Context-Free Grammar

import outlines
from transformers import AutoModelForCausalLM, AutoTokenizer
from outlines.types import CFG

arithmetic_grammar = """
?start: sum

?sum: product
| sum "+" product   -> add
| sum "-" product   -> sub

?product: atom
| product "*" atom  -> mul
| product "/" atom  -> div

?atom: NUMBER           -> number
| "-" atom         -> neg
| "(" sum ")"

%import common.NUMBER
%import common.WS_INLINE

%ignore WS_INLINE
"""
output_type = CFG(arithmetic_grammar)

model = outlines.from_transformers(
    AutoModelForCausalLM.from_pretrained("microsoft/Phi-3-mini-4k-instruct"),
    AutoTokenizer.from_pretrained("microsoft/Phi-3-mini-4k-instruct")
)

result = model("Write an addition.", output_type, max_new_tokens=100)
print(result) # '23 + 48'

Inference Arguments

When calling the model, you can provide optional inference parameters on top of the prompt and the output type. These parameters will be passed on to the generate method of the transformers model. Some common inference arguments include max_new_tokens, temperature, repetition_penalty and top_p.
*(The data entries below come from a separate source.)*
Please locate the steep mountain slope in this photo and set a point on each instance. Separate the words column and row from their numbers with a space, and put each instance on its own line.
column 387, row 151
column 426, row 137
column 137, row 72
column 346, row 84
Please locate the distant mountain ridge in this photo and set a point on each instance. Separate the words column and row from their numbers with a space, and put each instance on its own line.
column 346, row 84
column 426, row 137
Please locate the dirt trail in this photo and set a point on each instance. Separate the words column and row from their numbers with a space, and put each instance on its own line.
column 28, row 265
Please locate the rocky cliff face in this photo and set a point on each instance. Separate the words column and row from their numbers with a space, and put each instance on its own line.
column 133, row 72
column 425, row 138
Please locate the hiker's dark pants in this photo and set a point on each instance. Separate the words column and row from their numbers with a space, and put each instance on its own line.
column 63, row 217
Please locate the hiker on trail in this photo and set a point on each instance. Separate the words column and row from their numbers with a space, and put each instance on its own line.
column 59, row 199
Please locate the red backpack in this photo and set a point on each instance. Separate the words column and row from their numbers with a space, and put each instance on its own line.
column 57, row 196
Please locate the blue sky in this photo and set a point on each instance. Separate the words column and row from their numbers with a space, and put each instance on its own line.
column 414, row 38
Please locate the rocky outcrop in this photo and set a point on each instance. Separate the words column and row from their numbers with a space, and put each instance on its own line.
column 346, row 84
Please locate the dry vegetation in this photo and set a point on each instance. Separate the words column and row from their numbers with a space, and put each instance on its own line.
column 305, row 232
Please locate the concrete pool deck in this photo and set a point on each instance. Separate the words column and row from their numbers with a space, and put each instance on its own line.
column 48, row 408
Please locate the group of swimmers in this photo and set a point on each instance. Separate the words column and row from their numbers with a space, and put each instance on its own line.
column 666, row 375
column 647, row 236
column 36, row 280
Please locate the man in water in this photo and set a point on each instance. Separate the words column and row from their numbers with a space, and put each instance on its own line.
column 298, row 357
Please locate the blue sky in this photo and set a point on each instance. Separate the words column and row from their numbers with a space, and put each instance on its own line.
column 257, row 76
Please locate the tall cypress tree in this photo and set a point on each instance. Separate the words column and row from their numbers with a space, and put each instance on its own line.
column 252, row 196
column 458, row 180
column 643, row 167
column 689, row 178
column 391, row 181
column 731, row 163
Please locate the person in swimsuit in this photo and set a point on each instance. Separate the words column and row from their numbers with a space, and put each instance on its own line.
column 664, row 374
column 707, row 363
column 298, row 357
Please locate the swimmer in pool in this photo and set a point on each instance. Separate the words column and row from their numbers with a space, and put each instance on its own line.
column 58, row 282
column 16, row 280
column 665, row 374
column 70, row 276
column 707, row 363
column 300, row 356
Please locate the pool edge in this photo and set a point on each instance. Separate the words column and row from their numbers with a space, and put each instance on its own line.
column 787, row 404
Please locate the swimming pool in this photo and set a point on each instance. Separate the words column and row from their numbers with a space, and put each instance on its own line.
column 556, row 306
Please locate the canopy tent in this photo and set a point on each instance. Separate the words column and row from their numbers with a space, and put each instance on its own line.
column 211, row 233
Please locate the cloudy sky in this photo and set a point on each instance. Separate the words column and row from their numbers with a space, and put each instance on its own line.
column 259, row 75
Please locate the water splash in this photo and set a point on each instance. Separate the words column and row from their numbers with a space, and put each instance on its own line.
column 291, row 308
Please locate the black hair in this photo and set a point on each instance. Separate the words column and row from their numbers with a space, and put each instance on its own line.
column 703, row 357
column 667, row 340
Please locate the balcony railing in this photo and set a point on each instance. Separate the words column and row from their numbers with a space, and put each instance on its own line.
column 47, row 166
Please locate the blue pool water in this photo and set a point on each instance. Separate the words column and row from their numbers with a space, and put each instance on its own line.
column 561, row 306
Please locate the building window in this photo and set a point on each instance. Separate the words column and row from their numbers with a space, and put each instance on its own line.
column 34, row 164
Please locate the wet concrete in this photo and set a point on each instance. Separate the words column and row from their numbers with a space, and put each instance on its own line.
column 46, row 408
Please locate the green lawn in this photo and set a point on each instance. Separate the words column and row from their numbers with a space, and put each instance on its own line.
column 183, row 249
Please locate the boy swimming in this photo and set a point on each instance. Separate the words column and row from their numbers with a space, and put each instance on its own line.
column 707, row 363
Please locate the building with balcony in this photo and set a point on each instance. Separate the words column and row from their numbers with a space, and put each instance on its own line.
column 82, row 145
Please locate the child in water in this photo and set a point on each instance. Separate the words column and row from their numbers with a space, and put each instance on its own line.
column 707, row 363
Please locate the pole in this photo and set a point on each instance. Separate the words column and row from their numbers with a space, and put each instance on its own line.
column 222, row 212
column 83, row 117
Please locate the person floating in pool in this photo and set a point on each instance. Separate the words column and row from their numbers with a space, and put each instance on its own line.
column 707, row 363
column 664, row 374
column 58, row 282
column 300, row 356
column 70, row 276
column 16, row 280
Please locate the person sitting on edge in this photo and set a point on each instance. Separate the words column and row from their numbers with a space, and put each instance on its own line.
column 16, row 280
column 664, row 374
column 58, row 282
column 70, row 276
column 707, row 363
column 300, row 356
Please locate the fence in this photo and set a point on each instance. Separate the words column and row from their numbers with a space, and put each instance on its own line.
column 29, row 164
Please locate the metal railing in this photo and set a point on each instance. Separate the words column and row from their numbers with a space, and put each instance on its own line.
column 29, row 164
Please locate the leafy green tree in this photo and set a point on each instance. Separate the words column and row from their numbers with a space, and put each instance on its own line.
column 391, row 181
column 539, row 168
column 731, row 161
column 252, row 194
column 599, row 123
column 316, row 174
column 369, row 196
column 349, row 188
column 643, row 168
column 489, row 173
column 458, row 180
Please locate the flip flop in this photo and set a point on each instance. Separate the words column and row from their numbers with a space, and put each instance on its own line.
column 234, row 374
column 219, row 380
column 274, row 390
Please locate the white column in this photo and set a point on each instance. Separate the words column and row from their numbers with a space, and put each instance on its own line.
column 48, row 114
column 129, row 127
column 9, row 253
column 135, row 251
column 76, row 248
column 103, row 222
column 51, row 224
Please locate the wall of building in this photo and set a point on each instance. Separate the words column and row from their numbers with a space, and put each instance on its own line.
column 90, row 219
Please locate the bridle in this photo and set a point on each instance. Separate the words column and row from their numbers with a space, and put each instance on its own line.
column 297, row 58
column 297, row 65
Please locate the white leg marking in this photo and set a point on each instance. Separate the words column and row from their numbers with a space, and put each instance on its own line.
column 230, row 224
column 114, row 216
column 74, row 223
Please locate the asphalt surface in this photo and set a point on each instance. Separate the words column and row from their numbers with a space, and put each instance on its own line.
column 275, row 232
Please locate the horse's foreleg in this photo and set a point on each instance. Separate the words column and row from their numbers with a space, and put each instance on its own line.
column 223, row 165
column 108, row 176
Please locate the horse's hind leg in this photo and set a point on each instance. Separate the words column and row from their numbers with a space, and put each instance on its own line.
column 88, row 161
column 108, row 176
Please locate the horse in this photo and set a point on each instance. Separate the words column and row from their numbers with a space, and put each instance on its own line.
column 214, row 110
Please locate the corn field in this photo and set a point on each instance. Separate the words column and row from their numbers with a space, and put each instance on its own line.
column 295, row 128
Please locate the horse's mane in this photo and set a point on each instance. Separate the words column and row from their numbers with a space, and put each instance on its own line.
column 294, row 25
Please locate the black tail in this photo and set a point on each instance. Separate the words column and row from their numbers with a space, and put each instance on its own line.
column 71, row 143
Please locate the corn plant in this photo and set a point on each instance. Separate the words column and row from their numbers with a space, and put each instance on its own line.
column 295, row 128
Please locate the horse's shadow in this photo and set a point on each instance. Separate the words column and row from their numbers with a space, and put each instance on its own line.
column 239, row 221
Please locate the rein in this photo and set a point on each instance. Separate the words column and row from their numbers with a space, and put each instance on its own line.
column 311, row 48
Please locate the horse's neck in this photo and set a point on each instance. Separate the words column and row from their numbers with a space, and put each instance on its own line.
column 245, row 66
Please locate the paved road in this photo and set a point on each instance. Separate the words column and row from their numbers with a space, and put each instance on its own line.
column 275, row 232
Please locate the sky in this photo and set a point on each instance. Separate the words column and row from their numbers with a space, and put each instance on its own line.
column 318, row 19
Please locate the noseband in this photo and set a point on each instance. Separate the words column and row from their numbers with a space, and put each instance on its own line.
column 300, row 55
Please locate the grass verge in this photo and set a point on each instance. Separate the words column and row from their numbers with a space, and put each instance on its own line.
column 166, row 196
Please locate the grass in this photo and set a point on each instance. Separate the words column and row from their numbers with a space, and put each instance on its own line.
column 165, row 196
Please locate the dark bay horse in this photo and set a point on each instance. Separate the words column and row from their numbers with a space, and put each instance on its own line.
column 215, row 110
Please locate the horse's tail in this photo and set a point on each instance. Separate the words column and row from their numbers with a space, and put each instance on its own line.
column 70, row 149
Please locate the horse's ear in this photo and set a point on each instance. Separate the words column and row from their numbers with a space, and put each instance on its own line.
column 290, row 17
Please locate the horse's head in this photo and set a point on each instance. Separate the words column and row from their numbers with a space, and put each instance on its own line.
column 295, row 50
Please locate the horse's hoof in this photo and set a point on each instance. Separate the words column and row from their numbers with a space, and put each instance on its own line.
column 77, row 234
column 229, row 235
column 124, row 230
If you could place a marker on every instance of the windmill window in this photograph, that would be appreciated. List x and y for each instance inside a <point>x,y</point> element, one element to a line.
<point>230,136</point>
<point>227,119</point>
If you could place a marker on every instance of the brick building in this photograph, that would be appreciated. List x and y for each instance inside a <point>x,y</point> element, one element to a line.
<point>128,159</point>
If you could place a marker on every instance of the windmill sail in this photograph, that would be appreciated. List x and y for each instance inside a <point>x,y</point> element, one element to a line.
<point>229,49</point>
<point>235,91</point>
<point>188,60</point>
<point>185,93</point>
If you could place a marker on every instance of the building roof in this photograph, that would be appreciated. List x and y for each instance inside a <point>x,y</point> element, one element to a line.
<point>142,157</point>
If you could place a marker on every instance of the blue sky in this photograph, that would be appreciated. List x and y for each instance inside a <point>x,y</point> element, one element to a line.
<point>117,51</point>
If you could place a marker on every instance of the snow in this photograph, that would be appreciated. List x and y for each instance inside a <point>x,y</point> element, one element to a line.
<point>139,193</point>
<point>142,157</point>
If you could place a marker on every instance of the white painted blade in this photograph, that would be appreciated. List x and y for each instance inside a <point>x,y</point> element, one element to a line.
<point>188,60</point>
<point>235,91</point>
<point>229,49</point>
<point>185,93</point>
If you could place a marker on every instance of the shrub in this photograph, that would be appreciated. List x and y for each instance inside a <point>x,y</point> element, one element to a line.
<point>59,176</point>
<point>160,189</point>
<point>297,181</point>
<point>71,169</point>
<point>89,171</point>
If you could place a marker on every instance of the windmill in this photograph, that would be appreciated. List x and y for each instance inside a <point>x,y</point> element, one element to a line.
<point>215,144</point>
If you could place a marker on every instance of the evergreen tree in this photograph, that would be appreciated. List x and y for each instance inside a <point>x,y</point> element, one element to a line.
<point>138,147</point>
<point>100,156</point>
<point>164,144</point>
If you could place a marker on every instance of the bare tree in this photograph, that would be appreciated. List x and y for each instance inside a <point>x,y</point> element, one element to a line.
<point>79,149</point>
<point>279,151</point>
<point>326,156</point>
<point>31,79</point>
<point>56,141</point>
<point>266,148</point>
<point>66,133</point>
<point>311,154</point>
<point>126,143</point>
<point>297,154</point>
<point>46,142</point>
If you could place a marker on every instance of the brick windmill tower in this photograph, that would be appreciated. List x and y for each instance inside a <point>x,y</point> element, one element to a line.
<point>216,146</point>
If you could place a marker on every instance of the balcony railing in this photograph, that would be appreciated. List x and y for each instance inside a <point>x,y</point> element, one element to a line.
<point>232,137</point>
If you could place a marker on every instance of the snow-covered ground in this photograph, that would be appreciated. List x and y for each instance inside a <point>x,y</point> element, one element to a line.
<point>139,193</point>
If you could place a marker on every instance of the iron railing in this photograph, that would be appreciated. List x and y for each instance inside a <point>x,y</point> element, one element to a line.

See the transformers documentation for more information on inference parameters.

Warning

The max_new_tokens inference parameter has a default value of 20. This is insufficient for most tasks and will result in the generation output not respecting the output type (because the response is truncated). We recommend you always provide a value for this argument.